Patterns You'll Like-en!

Introduction

One of my programming inspirations is the youtube channel The Coding Train, which frequently features breakdowns and implementations of scholarly articles that can be used for generative art. While I started watching as a beginner, I’ve recently found some success looking into their source material for more information.

I’ve also been trying to learn the processing-adjacent library OpenFrameworks, which isn’t covered by the Coding Train channel, so I decided to go searching out my own source to re-implement.

This project is an implementation of the lichen pattern generation algorithm described by Robert Sumner in his thesis, Pattern Formation in Lichen. It’s written in C++ using the OpenFrameworks library, and I did it without any external resources beyond the OpenFrameworks documentation.

The Algorithm

The system essentially works by using random walkers to emulate the two forces that drive a lichen’s shape; there is the growth force that causes branches to expand quickly the less competition they have from other lobes, but also the limiting force that causes growth to slow the further away the branch is from the centre body of the mass.

While randomly moving particles sticking to each other don't reflect the real biological mechanics of lichens, by creating rules about how they stick we can create visually similar patterns.

The rule in this case is that a particle is more likely to stick if there are more stuck particles around it. This mixes with the typical rule that the outer fringes of the mass will be more likely to be hit to create those two opposing forces mentioned above.

Implementation

A black and white image of a lichen-like shape made out of small circles.

My first low resolution simulations went well, but when I started to make the cell size smaller and the cell count larger, that’s when things started to get interesting.

A dense lichen-like shape with several arms, one that stretches up in a long, thin, golden ratio-like spiral.

As you can see here, it developed into a single large, spiralling arm, not a rounded lichen at all. I think this is because I’m spawning all of my particles at the same time, not one at a time as the paper does.

I didn’t think it would make a difference, but the paper mentions that they should be spawned far enough away their behaviour is the same as if they originated infinitely far away. Maybe the little bits of interaction that happen when multiple particles stick at the same time is enough to throw off the mathematical equilibrium and create a single long arm like this? It happened every time with these small particles and large spawning radius, and it cleared up when I switched to sending them one at a time.
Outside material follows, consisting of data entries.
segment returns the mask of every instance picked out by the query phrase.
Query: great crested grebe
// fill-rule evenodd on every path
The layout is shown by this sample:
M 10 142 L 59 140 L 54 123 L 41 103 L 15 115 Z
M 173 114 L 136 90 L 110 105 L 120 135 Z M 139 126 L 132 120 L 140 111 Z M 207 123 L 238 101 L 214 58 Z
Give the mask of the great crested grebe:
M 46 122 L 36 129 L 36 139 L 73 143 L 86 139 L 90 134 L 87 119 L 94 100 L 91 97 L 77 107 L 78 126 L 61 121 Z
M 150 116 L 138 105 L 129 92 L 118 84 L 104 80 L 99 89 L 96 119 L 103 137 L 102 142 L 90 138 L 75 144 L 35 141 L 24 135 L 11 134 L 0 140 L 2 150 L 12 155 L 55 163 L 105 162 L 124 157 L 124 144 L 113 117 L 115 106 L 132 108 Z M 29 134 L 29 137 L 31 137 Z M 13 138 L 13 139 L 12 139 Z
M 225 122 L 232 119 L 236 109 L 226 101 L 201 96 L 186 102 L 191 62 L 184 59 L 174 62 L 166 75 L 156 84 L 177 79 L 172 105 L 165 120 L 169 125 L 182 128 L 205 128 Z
A dense lichen-like shape made out of many branching arms. The arms all curve slightly in a clockwise direction.

Even then, there’s still a visible clockwise spiral. I think that one's because of one of the ‘sticking’ steps.

A digram from a scientific paper, subtitled Figure 6-5: Before a walker is added to the cluster, it is moved backward to the point of intersection and then rotated until it touches another element.

The paper doesn’t mention how this rotation is calculated, and my initial improvised approach was always rotating them clockwise, which creates these spirals. Instead, I used this line of code float clockwise_Adjust = ceil(ofRandom(2)) == 1? 0.1 : -0.1; to randomise which direction the random walker rotates in. This reduces the obvious spiralling pattern, although I still feel like there’s some bias.

A dense lichen-like shape made out of many branching arms. The arms might be curving in one direction above others.

Maybe it’s just my imagination, but do you notice how the anticlockwise faces seem to be a bit smoother?

I did some measurements of generation speed, and I found that one of the major delays was when a particle would get stuck moving at the slowest speed in an area without any settled clusters.

One of the optimisations the paper suggests is to make the particles take larger steps when they are outside of the settled cluster’s range, which speeds up the random walks immensely, but it only tests the range with a radius, assuming it’s a perfect circle. In extremely not-round cases, this slows the particles down drastically without any chance of them meeting the settled cluster.

A diagram of a large, dense lichen-like shape. There's a circle drawn around it in red that has a lot of empty space. There is also a blue rectangle drawn around it that fits the shape much closer.

Instead, by using a rectangular bounding box, we can speed up the steps without adding much more computational load. There’s still cases where the particle is wandering around in the middle of nowhere, but the worst-case scenarios are limited. This optimisation becomes less useful the more exactly circular the lichen becomes, but my generations seem to generally end up with an off-centre profile.

Conclusion

In its current state, my simulation's a bit slow, especially compared to the paper's speeds of 100,000 elements in 15 minutes. It's not putting any strain on my computer, so I think I need to more fully understand how to make use of the full computing power available to me. I've added a few visualisation options in the code file, but it's a bit of a hassle to change the variables manually.

If I was to come back to this, I'd like to speed it up and add a Ui that could expose those options and let other people experiment with it. OpenFramworks and C++ aren't quite as easy to embed in a webpage as P5.js, but I've seen that there are ways, and it would be nice to add the tool to this website.